Sendo tão mal tratado, tanto pelo pelos donos de terra, quanto pelo descaso parte do governo, o sertanejo conforma-se, como um animal, muitas vezes feroz, mas irracional, sempre sujeito a desgraças e humilhações.

Muitos planos foram feitos pela família, como trocar a cama de varas, conseguir um local para se tornarem donos e colocarem seus filhos na escola.

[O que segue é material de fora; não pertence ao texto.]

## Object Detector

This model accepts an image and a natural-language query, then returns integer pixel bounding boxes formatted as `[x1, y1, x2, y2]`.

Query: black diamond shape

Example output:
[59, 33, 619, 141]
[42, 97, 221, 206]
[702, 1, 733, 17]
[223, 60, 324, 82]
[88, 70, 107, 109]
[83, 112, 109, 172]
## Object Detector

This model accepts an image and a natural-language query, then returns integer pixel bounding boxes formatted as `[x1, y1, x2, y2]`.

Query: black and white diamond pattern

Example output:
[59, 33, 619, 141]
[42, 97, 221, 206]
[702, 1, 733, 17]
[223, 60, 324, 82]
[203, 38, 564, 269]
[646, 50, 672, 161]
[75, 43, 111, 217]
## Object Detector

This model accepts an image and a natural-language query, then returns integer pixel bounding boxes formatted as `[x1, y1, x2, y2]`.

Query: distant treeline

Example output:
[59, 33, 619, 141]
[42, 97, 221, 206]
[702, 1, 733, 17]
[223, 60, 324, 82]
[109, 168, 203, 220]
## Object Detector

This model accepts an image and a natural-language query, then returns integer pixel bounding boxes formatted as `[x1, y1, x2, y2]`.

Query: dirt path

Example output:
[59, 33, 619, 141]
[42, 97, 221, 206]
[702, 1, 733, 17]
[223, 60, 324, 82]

Porém, como Fabiano mesmo disse: "Será que pessoas como eu têm direitos?" Não conseguiam trocar a cama, pois eram explorados pelo patrão; as terras que conseguiam, ou a seca destruía, ou alguém revogava; e conhecimento para quê, se trabalhavam como burros de carga?

Portanto, o homem encontra como solução de sobrevivência adaptar-se ao meio em que vive, mesmo que tenha de se conformar com o modo ignorante de ser, imposto por forçar maiores, não só da natureza, mas do próprio homem que se diz superior.

Moldando a consciência     

Ricardo Costa

O Nordeste: terra da fome, da seca, dos coronéis e dos homens bravos. Nas palavras de Euclides da Cunha: "O sertanejo é, antes de tudo, um forte". Tal afirmação é comprovada e dramatizada por Graciliano Ramos em sua obra Vidas Secas de forma profunda, abrangendo desde o cenário hostil ao seu impacto na consciência do sertanejo.

A realidade apresentada aos homens do sertão nos lembra a concepção que os homens da Grécia Antiga tinham sobre o mundo: um lugar estático, onde os seres ocupam lugares físicos e assim prosseguem no caminho da História. É o modelo metafísico de percepção. Contudo, os sertanejos não dão conta deste fato e seguem suas vidas com pequenos questionamentos sobre a ordem vigente.
     
Quando Fabiano questiona-se sobre a exploração do patrão sobre ele, julga-se incapaz de pensar e, consequentemente, contenta-se. Porém, Graciliano nos mostra que o ser, mesmo em um estado de extrema alienação, é capaz de  produzir perguntas.
    
Um importante pensador do século XIX, chamado Karl Marx, escreveu em Ideologia Alemã: "O pensamento de uma época será sempre o pensamento de uma classe dominante". Ou seja, os sertanejos são moldados e condicionados a aceitarem a realidade, parecendo inertes, contudo, não estão impedidos de criar e mudar pensamentos revolucionários em seu interior.


O ser humano em sua forma mais bruta: a animal

Paola Marcheletti

A obra literária "Vidas Secas",  escrita por Graciliano Ramos, retrata a história de uma família que parece carregar o fardo de fugir da seca. Fabiano, Sinhá Vitória e seus filhos, logo no início, precisam se alimentar do próprio papagaio para a sobrevivência naquele mórbido ambiente. Este e outros fatores conduzem a narração para a desumanização dos homens que vivem na seca do sertão.

O animal da família é uma cachorra, a Baleia. Não por acaso, ela tem o nome um mamífero aquático, que vive em plena seca. Água é vida e a Baleia tem vida, tem sentimentos, tem nome, diferentemente dos filhos de Fabiano que sequer possuem nomes ou identidades. Devido a isso, o capítulo de sua morte é o mais tocante de todo o livro, em que uma realidade muito cruel é descrita através de brilhantes comparações e metáforas. 

Uma característica marcante na obra é a narração em terceira pessoa, que se explica pela ignorância das personagens, incapazes de formular frases, como se fossem animais. Não existem diálogos longos, a não ser no capítulo "Fuga", que sugere uma mudança. Ao longo da história eles apenas urram ou fazem sons. Não conseguem expressar o que pensam, mostrando extrema dificuldade em se relacionar com outras pessoas.

Na passagem em que a família vai à festa na cidade, as discrepâncias entre eles e aqueles que são civilizados ficam escancaradas. Este fato enfatiza a desumanização dos pobres seres que vêm da seca e agem como animais acuados em meio a tantas pessoas. Por outro lado, a cachorrinha, que estava sumida, devia estar se divertindo com toda aquela gente.

Essa obra possui, portanto, um claro diferencial: toca os seres humanos por sua extrema humanidade em um ambiente desumano. Pode parecer inaceitável, mas ficou evidente que essa é uma realidade... Dolorida e seca.

As produções acima mostram três olhares diferentes sobre esta importante obra!